Однако, в направлении "смягчения" были
В один прекрасный день пришел циркуляр из Москвы, по-видимому, от Луначарского, - предписывавший читать лекции рабочим и солдатам, с целью развития в них "гуманных чувств и смягчения классовой ненависти". Во исполнение этого те, кому сие ведать надлежит, обратились к целому ряду лиц с предложением читать такого рода лекции и с предоставлением полной свободы в выборе тем и в их развитии. Эти лекции состоялись. Одна, из них имела особенно шумный успех и была повторена несколько раз. Это была лекция об Орлеанской Деве. Почему коммунистам вдруг пришла мысль поучать "рабочих и крестьян" рассказами о французской патриотке, спасавшей своего короля, объяснить трудно. Но это факт...
Что же, можно из этого делать какой-нибудь вывод?.. Неужели большевики действительно поумнели?..
Вздор! Все это на первых порах. За "эскападами" товарища Луначарского стоит власть, которую так ненавидят, что ей остается одна дорога: дорога террора. И они начнут его опять, непременно начнут.
Единственное, что мотто бы "изменить курс", это если бы кто-нибудь из них, напр., Ленин, поняв, что они идут в пропасть, расстрелял бы всех своих друзей и круто повернул бы прочь от социализма... Но ведь это невозможно.
Где фронт? Существует ли он вообще? Как будто бы Крым еще держится. Но какая слабая надежда, чтобы он удержался. Что там происходит?
Слухи... Да ведь как верить этим слухам. Разве давно вся Одесса поверила тому, что украинцы где-то совсем близко? Потом их заменили румыны. Затем румын сменили какие-то союзники. После союзников была очередь сербов. Затем исправили: не сербы, а болгары. После болгар была очередь поляков.
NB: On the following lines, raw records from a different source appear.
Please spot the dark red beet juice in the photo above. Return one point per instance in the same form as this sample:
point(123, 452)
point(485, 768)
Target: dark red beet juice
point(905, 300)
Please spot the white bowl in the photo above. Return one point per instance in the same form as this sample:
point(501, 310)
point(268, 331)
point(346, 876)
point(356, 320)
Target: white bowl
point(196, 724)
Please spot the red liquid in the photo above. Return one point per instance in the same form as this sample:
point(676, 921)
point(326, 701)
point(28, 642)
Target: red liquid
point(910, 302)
Наконец, самое последнее изобретение столько-то полков немцев перешло румынскую границу и находится уже в немецких колониях Все это вздор, все эти слухи плодит страстная жажда освободиться от большевиков какою угодно ценой.
Обыкновенно в бессонные ночи я додумывался до трех часов. Я знал, что это три часа, потому что в это время кто-то оглушительно среди мертвой тишины стрелял из нагана перед самым окном. Выстрел этот звучал неприятно, как-то жутко ...
Иногда глубокой ночью проходили моторы, и всегда казалось, что это едут расстреливать ...
Может-быть, и расстреливают - только мы не знаем ...
Так тянулись дни и ночи. На страстной неделе я в первый раз вышел. Как трудно было передвигать ноги. Я зашел в церковь. Служили панихиду по ком-то, а после панихиды какая-то женщина обносила "церковных старичков" кутьей и кодовом, как принято. И мне дали. Я ел, во-первых, потому, что был голоден, а, во-вторых, потому что я был очень рад, что меня приняли за церковного старичка. Значит, мне нечего было опасаться: теперь меня никто не узнает. После этого я поплелся на свидание, которое было у меня назначено с моим родственником Ф. А. М. Свидание должно было произойти в Александровском парке у колонны.
Когда я подходил, я увидел, что у колонны один человек. Это должен был быть он. Я подходил тоже совершенно один. Кроме нас двоих никого не было. Но мы долго стояли друг против друга, не решаясь подойти. Я никак не мог определить, он это или нет. А он смотрел на меня, очевидно, с той же мыслью. Наконец, я решился. Да, это был он. Действительно, узнать его было невозможно. Он же, со своей стороны, утверждал, что никто в целом мире меня не узнает.
Когда я шел обратно, я хорошо рассмотрел себя в большой зеркальной витрине.